Ilona Andrews’s On the Edge is a paranormal novel with romance overtones. It is the first book in a series. This novel has shape-shifters and magic in a land that lies between a non-magical area and a magical area. It is here (in the Edge) that Rose and Declan meet and work together to save her friends and family. If successful, the three areas will be saved from the evil that lurks in the junction between the Edge and the Weird.
M.J. Logan’s novel is a YA fantasy novel. The author is an advanced practice nurse who wrote this novel in response to a real-life tragedy of a child’s battle with cancer. In order to empower other children with life-threatening cancers, she has written a Harry Potter clone (blending and taking elements and characters from each of Rowling’s seven novels) about Maurpikios Fiddler, the boy who will save his world from the Evil that has invaded the world of the non-magicals and the magicals. It is both life-affirming and spiritual for those youngsters who battle cancer (or as the magicals call this curse: scorpioma). Like Rowling, the author finishes the story on a happy note, but leaves open the possibility for another novel in the future.

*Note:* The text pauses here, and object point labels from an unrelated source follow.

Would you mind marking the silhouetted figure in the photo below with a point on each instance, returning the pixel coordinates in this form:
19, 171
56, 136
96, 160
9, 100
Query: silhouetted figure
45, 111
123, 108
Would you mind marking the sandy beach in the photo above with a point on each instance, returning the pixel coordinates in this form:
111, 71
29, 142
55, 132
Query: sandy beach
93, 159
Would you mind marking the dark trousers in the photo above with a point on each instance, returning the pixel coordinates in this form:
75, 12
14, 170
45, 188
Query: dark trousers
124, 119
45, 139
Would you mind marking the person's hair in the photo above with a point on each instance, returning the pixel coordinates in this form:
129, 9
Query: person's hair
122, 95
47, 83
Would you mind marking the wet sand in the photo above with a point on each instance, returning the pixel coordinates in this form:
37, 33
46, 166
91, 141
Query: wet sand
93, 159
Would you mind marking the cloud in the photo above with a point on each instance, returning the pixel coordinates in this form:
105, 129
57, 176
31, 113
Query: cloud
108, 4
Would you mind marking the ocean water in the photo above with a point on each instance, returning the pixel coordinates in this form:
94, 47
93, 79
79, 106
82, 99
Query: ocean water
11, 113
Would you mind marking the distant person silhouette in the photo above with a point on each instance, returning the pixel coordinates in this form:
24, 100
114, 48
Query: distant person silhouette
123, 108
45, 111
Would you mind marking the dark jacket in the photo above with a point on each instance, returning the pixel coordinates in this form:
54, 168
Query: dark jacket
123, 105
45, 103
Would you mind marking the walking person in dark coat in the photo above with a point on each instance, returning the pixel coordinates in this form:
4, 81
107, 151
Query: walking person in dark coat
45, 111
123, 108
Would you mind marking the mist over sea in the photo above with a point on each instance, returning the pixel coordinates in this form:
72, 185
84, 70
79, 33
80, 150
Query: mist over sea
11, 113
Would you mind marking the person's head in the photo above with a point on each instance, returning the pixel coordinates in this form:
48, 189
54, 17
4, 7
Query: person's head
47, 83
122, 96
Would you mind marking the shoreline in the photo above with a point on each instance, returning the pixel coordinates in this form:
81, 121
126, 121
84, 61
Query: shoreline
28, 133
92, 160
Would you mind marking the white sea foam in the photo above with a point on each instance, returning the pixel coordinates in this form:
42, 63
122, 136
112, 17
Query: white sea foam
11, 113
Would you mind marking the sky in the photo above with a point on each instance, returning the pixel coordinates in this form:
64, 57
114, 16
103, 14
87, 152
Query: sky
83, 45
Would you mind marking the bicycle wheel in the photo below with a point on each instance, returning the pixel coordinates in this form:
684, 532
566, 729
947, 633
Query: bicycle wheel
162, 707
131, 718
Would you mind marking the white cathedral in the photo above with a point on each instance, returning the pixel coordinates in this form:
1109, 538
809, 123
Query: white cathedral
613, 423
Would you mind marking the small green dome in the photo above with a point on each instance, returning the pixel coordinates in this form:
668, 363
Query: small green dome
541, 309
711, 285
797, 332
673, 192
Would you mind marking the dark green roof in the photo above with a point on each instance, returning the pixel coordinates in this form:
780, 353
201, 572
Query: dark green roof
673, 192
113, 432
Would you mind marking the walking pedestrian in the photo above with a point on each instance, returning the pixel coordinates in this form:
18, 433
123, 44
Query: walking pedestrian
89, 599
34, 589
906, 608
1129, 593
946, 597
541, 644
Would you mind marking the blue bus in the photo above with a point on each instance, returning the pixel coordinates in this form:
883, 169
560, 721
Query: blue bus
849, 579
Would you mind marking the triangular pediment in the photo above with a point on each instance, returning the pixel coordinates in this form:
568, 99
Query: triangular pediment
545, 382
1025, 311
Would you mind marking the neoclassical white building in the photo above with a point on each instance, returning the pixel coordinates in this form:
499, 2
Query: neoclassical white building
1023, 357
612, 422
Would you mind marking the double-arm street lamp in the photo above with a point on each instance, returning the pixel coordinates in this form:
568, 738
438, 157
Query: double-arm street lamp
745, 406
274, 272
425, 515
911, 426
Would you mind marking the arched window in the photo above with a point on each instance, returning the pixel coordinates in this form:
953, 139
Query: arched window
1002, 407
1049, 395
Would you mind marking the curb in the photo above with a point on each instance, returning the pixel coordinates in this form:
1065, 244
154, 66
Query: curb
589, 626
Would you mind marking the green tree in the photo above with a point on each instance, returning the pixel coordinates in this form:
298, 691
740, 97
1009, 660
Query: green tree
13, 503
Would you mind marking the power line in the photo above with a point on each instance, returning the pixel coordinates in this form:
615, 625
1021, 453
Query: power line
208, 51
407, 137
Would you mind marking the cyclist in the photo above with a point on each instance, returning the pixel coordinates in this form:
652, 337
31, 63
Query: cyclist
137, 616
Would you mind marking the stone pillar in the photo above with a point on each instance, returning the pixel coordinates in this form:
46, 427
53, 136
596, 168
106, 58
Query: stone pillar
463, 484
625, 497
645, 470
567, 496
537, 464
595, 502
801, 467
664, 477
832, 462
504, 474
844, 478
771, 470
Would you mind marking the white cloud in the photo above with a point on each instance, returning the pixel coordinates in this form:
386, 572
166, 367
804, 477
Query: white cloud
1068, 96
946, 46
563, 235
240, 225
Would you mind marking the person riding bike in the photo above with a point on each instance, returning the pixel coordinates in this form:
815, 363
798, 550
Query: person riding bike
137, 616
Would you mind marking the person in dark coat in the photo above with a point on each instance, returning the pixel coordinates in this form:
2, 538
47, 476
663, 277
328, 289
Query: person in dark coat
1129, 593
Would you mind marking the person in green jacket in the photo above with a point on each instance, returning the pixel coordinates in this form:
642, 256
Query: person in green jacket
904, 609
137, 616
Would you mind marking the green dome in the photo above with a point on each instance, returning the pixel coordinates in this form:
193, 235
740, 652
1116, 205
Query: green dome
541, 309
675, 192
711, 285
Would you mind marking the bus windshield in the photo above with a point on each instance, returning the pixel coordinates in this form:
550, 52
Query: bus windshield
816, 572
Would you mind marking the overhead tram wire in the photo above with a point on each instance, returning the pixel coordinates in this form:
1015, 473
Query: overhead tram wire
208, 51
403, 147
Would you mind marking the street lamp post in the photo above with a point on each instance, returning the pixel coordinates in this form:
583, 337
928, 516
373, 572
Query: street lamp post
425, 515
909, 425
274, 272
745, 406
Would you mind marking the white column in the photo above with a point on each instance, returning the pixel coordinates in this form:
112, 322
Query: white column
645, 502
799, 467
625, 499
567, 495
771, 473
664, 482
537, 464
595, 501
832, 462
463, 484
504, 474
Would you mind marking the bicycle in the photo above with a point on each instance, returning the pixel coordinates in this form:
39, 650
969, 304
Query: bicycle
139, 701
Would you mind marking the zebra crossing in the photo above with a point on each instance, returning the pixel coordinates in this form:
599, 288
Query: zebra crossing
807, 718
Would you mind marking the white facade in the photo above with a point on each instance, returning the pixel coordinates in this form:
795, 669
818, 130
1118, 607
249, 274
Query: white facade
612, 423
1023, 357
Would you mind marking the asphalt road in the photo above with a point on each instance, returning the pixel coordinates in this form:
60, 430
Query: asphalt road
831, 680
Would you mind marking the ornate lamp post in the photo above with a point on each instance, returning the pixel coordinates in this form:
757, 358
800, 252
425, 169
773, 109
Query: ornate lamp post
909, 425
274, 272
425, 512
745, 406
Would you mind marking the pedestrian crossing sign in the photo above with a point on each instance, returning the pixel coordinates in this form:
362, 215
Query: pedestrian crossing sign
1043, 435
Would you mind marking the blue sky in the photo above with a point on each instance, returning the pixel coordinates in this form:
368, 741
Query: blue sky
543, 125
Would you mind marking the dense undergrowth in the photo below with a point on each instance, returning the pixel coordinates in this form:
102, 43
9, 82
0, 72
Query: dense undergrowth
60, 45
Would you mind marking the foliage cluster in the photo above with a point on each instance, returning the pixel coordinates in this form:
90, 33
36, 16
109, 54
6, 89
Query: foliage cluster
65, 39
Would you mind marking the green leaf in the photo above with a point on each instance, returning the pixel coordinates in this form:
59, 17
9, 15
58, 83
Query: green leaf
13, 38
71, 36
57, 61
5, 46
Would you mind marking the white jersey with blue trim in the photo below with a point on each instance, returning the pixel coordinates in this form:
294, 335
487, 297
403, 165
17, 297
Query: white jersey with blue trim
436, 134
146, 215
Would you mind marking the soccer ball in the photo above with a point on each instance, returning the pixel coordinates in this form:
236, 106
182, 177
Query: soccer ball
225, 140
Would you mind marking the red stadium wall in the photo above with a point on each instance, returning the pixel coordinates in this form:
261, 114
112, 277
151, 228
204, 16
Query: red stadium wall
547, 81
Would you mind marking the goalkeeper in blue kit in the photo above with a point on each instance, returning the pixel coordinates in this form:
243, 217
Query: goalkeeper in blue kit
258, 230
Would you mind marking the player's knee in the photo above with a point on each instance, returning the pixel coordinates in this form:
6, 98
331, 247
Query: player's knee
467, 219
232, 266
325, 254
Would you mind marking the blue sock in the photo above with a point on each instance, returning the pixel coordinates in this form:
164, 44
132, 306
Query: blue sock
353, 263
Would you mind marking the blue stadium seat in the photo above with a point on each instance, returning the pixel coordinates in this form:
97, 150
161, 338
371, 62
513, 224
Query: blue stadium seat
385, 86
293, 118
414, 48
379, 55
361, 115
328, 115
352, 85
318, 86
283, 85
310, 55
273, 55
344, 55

A. J. Banner’s debut novel, The Good Neighbor, is a suspense thriller about a perfect marriage, which could be undone with suspicions and lies. The story is full of twists and turns as Sarah begins to doubt how well she knows her husband Johnny. Figuring out who the good neighbor is just part of the story.
Lord of the Wings is another bird-themed mystery from Donna Andrews. This latest novel has a Halloween theme in which Meg Langslow solves a murder in her little Virginia city as the 31st of October approaches. Despite the murder, the stories are lighthearted mysteries. With Langslow’s humorous dealing with her wacky family, Andrews makes them fun to read.
Stolen Child by Suzanne Kelly is a coming of age novel about a young Irish Catholic girl growing up in Kansas during the sixties. With her mother extremely ill (and in the hospital), Lucy is sent to live with her strict grandmother during the summer in which John F. Kennedy is running for president. What she learns over the summer changes the girl for the better. It is a lyrical, poignant story of the Irish immigrant experience and is well worth reading.
Jennifer Estep’s Spider’s Bite is the first in a paranormal series that features Gin Blanco, an assassin called the Spider. With her handler and his son, they form a team that rids the city of villains. Presented with Estep’s usual humor, Gin is a kick-ass heroine who is protected not only by her stealth and five knives, but by her own elemental magic. When her handler is killed after a hit that goes badly wrong, Gin forms an uneasy alliance with a local police detective to solve his murder. This is a darker series than her other series, but no less entertaining.